True, the membership of the Bolshevik Party was a "handful" among the great populations of Russia—not more than one or two per cent. If that was all, the new government might well be stigmatized as "the tyranny of an infinitesimal fraction over the great majority." But one fact must be borne in mind, viz.: Bolshevik sentiment is not to be gauged. by the Bolshevik Party. For every Bolshevik in the official Bolshevik Party there were 30 to 50 Bolsheviks in the general population.

The high standard of admission, the hard duties and drastic discipline of the Bolshevik Party, made the masses unwilling to join it. But they voted for it.[1]

In the elections to the Constituent Assembly in Northern and Central Russia, Bolsheviks got 55 per cent, of the vote—not 1 or 2 per cent. In Petrograd the Bolsheviks and their allies, the Left Socialist-Revolutionists, received 576,000 votes—more than the 17 other parties combined.

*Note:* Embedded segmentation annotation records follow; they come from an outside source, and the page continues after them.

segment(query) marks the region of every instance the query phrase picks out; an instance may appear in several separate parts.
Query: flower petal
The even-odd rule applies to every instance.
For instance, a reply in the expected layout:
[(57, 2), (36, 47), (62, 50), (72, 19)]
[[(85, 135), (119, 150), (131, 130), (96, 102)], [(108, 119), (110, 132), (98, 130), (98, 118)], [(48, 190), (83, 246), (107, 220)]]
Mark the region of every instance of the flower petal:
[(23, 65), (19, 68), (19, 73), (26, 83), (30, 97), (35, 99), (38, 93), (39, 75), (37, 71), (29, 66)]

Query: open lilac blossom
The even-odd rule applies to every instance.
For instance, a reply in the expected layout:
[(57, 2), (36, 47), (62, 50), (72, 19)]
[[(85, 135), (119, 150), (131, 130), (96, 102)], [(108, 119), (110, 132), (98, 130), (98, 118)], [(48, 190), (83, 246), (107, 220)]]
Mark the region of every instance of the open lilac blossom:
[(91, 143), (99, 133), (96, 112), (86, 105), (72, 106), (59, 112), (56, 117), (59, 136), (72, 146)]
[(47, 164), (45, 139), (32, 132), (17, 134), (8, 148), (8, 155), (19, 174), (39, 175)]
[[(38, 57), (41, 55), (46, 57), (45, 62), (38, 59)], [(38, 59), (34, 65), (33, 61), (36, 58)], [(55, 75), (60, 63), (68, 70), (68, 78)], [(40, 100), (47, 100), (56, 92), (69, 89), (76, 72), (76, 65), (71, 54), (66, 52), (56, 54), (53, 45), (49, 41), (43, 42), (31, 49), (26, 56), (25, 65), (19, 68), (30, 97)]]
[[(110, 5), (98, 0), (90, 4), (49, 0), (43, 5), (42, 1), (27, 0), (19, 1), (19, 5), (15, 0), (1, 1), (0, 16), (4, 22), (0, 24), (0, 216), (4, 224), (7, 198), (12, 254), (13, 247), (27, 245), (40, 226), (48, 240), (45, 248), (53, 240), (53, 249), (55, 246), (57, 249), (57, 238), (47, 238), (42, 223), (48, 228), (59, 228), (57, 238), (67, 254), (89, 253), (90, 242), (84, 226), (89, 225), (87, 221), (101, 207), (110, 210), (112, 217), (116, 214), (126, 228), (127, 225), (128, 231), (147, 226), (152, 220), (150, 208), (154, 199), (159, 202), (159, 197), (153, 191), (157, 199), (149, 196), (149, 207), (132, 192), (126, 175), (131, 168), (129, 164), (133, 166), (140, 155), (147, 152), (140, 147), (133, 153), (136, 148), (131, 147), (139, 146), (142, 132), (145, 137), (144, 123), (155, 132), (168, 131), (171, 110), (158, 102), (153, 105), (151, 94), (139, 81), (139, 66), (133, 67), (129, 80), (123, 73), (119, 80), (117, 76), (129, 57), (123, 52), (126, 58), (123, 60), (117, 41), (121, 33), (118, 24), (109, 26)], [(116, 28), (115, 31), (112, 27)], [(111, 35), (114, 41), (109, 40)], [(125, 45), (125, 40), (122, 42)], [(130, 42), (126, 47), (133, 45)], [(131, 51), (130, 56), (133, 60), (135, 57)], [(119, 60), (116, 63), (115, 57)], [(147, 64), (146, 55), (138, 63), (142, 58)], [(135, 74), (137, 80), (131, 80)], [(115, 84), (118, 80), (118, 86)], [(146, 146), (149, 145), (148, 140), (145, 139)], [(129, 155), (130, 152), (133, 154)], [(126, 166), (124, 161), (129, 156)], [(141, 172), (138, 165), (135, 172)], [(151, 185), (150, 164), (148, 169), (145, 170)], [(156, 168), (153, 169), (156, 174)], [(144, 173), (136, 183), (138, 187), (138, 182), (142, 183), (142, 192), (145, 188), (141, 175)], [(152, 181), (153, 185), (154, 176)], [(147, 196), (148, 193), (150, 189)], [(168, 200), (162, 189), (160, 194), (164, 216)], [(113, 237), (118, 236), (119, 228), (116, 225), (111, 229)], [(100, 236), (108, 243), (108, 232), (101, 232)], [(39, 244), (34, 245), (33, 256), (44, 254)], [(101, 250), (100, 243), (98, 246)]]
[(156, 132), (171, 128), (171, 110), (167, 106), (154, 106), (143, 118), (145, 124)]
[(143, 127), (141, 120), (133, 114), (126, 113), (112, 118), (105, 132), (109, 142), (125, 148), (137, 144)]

  1. Socialist voters are always 10 to 50 times as numerous as Socialist Party members. New York in 1920 had 12,000 Socialist Party members. This election showed 176,000 Socialist Party voters. In Vladivostok in 1918, the Bolshevik Party members were 300. In the June election there were 12,000 Bolshevik Party voters. This election was held under Allied auspices with the Bolshevik papers suppressed and their leaders imprisoned, yet more citizens voted for the Bolsheviks than for the other 16 parties combined. Yet propagandists for the Czarists Kolchak and Denikin—like John Spargo—tried to focus all attention on the membership, which is utterly misleading.